Good news of sorts on the patent front. After decades of expansive interpretations of patent law to include patents on pretty much anything, including life, knowledge and ideas; after decades of governments supporting expansion of intellectual property protections for the benefit of corporations, we have a small step in the other direction.
In two recent, rulings the conservative US Supreme Court has limited the scope of patents, rejecting patents on metabolite levels and DNA sequences, holding that these exist in nature and are not subject to patent.
As a result, the US Patent office has issued new draft guidelines that state patentable inventions must be ‘significantly different’ from any natural product.
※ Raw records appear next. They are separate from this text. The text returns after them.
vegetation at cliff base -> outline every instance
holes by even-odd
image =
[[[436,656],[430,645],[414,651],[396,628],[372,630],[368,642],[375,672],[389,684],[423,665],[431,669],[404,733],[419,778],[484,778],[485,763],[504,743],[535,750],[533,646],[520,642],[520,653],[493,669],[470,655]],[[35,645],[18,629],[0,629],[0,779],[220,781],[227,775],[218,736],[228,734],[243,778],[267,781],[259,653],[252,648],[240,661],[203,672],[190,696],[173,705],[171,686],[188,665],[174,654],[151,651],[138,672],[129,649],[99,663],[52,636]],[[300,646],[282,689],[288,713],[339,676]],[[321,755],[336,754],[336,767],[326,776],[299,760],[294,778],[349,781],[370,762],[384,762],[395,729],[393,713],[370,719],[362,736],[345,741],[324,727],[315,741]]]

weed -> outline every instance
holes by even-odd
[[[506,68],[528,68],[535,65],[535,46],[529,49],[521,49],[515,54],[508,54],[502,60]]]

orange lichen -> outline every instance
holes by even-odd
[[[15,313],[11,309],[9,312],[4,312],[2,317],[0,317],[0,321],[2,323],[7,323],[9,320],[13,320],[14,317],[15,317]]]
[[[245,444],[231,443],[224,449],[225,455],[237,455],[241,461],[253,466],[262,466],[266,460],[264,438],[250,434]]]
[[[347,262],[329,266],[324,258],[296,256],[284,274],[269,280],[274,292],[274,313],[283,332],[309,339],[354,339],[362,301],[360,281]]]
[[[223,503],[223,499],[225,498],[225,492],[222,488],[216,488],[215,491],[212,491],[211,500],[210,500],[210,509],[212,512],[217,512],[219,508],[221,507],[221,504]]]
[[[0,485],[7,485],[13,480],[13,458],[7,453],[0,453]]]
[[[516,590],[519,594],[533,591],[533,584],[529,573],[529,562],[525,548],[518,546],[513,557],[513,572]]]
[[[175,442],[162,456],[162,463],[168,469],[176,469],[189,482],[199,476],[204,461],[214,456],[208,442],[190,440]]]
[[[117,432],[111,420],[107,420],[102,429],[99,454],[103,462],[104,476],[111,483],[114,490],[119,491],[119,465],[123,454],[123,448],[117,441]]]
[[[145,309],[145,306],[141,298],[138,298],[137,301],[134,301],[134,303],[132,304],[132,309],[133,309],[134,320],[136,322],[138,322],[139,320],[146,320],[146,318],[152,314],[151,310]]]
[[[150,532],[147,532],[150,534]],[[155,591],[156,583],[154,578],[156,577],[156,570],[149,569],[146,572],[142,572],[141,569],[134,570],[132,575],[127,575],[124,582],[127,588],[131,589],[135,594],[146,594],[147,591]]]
Not surprisingly, the biotech industry is having a fit. They claim that there will be no drugs, there will be no more innovation. Thousands will die. One biotech company rep claimed that half the drugs developed between 1981 and 2010 would never have seen the light of day if this new rule had been in effect.
In his book Science Mart, Phillip Mirowski reviews the claim made by the pharmaceutical sector that patents are the foundation of innovation and finds that the data suggests just the opposite. They have reduced innovation, in part because they restrict access to information, techniques and methods. ‘Me too’ drugs – drugs that are reformulations of existing drugs – have become the primary ‘innovation’ in drugs, but desperately needed new drugs are not being developed.
Already, the biotech sector is trying to convince the US Patent Office that the Supreme Court decisions have only narrow application. It would be surprising if the rules aren’t weakened in light of the history of the pharmaceutical industry’s influence, but maybe for the moment we can enjoy the irony of a strongly right wing Supreme Court, ideologically aligned with free market extremism, actually limiting the power of the biotech and pharmaceutical industries.